TCM: Na entrevista ao AdoroCinema você comentou o seguinte: “Eu fui presa política e torturada, então a questão da paranóia e do medo é algo que conheço“. Como é que alguém que sentiu na pele a violência da ditadura encara a situação política no Brasil e o crescimento da extrema-direita no cenário político internacional?
LM: Com muito medo, com muita paranóia. Para a minha geração é uma situação muito difícil. Num determinado momento fomos derrotados na proposta, mas posteriormente o processo de Redemocratização do Brasil foi fundamental para a gente. Foi quando recomeçámos a nossa vida. Esse retrocesso já está a acontecer. Acho que isso também tem muito a ver com falhas, tais como não ter existido tanta preocupação com a questão da educação e da educação política. A Bolsa Família e a integração dos miseráveis na sociedade brasileira foram fundamentais, mas acho que fundamentalmente tem que existir uma preocupação com a educação. Se não o que acontece é que chega a um determinado momento em que começa a crise e você não tem apoio. Mesmo essas pessoas estão a querer apenas comprar televisão e frigorífico. É um pouco o que se vive hoje. Temos no Brasil um crescimento de um candidato de extrema-direita, o Bolsonaro, que faz declarações totalmente absurdas e estapafúrdias. Ele tem um apoio muito grande, inclusive na classe média universitária. É a fantasia de que você está a viver uma crise e os militares vão colocar uma ordem no caos, essa fantasia de que a ordem vai colocar ordem no caos. Acho que é uma fantasia recorrente na História Mundial. Foi uma fantasia no Século XX que levou à tragédia que conhecemos na Europa. Foi uma fantasia que levou às ditaduras latino-americanas. Era o medo. O medo faz coisas terríveis.

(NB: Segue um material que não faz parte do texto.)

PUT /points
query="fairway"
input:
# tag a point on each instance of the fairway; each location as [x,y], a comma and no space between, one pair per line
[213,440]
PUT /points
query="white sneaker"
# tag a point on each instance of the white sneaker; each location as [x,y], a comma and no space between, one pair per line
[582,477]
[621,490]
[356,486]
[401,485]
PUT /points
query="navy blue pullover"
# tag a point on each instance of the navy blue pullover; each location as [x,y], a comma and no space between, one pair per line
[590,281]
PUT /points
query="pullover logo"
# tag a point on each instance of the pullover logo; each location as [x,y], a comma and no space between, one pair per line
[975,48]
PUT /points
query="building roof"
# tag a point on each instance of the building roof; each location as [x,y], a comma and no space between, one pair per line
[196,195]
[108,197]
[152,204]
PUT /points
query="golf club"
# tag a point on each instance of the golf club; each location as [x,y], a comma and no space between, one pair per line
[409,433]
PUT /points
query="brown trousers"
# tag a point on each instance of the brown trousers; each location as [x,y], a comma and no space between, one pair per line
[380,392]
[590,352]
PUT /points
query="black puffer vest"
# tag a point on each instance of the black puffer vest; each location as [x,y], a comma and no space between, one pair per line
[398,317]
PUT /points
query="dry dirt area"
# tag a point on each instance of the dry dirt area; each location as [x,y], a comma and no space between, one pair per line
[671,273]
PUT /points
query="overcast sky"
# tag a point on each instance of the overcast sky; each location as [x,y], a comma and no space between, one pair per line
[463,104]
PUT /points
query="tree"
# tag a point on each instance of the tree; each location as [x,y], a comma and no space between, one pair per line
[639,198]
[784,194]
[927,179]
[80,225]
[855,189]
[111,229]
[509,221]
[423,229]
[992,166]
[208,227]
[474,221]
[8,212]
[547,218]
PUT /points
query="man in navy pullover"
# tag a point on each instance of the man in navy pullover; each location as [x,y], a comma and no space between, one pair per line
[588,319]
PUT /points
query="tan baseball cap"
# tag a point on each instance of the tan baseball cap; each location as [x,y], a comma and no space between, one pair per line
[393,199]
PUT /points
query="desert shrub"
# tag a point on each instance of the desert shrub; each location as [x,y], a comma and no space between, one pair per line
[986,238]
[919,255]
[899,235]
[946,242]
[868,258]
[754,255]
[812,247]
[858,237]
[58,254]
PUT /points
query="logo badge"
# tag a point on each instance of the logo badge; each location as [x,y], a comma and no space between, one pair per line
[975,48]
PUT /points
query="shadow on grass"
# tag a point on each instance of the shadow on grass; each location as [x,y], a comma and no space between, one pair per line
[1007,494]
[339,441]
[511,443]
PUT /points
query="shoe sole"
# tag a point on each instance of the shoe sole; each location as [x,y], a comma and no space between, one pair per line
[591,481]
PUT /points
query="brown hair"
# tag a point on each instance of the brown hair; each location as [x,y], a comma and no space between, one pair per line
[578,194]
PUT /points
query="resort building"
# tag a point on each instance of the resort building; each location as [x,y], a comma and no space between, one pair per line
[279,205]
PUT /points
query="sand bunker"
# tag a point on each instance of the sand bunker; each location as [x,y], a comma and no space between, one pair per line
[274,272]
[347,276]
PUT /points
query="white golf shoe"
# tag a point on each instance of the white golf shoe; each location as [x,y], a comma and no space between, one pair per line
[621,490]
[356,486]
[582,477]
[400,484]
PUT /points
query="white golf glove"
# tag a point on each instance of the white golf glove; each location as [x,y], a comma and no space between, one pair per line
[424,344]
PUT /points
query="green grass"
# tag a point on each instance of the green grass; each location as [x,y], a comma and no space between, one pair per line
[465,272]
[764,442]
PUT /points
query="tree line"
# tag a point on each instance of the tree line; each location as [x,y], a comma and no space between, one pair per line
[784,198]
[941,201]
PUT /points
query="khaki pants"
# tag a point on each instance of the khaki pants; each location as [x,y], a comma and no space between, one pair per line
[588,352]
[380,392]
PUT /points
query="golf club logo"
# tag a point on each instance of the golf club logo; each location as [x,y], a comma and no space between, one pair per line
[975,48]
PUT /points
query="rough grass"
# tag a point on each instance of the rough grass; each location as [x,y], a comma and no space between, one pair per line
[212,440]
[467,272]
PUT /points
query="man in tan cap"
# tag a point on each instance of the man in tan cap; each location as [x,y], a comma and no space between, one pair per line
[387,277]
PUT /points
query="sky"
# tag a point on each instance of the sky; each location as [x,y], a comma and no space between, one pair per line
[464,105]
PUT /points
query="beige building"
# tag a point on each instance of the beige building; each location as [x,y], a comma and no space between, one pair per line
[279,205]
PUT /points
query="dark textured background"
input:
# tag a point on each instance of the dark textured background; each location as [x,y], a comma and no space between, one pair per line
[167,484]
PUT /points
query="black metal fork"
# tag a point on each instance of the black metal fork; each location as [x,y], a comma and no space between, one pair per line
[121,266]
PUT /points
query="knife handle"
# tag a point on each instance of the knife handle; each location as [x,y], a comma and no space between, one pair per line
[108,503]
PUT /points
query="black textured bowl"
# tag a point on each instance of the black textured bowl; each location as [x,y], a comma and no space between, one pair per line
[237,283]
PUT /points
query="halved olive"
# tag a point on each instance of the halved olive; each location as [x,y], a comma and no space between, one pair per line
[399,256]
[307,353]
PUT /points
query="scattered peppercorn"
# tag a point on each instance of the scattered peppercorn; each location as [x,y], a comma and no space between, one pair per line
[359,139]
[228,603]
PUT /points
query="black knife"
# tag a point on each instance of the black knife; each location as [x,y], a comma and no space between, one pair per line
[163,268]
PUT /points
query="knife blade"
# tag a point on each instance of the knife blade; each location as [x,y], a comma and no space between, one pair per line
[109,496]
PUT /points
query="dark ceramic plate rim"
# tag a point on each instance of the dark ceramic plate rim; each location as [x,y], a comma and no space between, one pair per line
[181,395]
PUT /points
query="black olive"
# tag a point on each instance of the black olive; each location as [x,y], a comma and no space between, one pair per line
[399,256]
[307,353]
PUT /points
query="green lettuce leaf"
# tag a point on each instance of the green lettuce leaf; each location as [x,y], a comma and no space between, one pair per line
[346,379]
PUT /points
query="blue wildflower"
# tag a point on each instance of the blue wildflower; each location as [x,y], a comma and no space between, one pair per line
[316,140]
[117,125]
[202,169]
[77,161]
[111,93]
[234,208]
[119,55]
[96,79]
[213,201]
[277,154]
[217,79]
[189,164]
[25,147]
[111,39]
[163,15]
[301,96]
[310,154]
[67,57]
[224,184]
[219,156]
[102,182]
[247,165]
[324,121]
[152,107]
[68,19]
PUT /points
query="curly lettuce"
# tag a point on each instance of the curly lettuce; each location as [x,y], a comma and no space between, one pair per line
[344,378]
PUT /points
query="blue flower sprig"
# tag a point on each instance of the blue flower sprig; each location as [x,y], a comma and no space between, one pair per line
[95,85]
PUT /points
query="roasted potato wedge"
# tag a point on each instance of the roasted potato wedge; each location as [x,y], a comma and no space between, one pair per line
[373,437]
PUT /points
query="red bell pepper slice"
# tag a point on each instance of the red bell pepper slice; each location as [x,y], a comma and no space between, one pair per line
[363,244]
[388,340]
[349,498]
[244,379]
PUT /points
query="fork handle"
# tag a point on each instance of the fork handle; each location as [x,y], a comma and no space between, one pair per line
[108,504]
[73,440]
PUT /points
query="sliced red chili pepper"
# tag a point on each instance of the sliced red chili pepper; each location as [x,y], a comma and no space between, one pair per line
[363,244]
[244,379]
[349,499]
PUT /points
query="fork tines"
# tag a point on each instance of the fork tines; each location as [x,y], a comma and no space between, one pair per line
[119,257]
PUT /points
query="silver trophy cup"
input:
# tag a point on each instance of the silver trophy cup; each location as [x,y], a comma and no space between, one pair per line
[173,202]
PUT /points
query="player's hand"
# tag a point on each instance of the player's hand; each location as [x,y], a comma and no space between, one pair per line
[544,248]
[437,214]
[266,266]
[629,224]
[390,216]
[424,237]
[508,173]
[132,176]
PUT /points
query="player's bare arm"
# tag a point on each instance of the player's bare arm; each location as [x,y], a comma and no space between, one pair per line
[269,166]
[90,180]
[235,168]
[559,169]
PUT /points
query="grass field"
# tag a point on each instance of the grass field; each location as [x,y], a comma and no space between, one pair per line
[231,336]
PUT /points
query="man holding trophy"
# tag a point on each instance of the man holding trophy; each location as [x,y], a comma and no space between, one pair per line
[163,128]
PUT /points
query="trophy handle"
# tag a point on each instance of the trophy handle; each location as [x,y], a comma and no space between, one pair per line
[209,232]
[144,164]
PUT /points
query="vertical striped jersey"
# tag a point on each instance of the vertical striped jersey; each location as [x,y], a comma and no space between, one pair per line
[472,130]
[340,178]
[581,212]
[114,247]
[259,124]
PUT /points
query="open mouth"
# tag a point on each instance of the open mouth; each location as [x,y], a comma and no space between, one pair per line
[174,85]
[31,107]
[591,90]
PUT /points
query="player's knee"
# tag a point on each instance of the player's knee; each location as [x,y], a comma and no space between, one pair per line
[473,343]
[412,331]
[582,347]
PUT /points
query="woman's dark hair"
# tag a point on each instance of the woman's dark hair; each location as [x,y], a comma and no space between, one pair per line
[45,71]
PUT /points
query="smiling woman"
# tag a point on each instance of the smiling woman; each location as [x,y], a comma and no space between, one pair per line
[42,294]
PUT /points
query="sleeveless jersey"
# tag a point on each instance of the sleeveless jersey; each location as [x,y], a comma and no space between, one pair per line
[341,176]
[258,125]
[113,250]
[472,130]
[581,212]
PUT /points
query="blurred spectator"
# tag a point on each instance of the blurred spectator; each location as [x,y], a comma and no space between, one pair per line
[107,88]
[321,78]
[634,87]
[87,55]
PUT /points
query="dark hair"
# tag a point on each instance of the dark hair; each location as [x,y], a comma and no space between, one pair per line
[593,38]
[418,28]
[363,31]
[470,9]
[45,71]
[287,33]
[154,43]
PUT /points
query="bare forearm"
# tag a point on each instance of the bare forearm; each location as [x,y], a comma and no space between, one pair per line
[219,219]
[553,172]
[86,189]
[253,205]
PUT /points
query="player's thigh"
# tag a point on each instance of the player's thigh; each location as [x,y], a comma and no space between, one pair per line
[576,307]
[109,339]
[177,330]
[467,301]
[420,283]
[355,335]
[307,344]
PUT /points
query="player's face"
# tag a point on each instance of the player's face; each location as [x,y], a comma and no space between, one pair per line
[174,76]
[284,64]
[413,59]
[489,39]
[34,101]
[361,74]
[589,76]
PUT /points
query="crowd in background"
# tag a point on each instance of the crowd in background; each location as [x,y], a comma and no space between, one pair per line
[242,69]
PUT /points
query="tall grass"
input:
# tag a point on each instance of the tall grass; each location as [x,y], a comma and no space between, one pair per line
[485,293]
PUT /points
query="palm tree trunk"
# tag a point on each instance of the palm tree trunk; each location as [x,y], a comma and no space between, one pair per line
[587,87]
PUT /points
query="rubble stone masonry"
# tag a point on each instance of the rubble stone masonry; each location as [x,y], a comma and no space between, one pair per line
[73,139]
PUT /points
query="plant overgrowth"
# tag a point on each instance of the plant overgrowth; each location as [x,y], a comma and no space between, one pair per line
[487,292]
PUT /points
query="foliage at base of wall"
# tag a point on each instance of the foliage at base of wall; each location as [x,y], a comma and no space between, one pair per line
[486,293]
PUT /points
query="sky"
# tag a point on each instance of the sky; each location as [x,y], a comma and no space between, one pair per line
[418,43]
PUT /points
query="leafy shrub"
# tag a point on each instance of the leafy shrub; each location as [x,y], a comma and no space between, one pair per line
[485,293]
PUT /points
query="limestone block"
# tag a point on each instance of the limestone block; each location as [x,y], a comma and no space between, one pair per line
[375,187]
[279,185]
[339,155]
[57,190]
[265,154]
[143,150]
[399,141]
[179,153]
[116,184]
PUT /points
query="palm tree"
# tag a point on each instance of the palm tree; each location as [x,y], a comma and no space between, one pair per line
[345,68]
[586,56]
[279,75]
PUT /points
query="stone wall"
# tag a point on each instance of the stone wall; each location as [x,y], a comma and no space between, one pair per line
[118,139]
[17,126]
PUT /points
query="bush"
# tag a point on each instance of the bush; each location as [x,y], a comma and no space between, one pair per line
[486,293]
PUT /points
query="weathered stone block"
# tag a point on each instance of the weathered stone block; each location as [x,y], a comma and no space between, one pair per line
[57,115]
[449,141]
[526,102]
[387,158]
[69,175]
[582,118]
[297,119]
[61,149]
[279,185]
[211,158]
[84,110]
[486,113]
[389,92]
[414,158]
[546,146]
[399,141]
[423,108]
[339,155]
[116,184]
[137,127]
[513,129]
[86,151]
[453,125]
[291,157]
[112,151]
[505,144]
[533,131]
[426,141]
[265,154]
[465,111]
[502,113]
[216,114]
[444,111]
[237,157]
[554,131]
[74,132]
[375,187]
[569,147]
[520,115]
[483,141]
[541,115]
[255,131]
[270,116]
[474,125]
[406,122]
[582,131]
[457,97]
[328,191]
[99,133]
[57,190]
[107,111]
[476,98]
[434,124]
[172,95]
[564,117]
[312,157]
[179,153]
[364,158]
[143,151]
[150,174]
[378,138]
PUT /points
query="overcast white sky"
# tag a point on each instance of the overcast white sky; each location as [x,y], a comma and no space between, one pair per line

TCM: Já conta com mais trabalhos em desenvolvimento?
LM: Estou a trabalhar numa série sobre violações dos direitos indígenas a partir do Relatório Figueiredo. São doze episódios sobre doze etnias diferentes. Engloba o Brasil inteiro. Acho que é muito interessante porque sempre pensamos na extinção das tribos e etnias como um processo que se deu na colonização, mas o Relatório Figueiredo mostra que isso se dá muito na marcha para Oeste no Século XX. É quando realmente você tem situações de uma violência absurda, tais como bombardearem aldeias, ou atirarem roupa com vírus para matar. Foi um genocídio praticado muito recentemente. Para o segundo semestre já estou com um projecto de um novo filme que se chama “Ana”, que é um fake documentary sobre mulheres latino-americanas artistas plásticas. É uma espécie de road movie na América Latina.
TCM: Muito obrigado por conceder esta entrevista.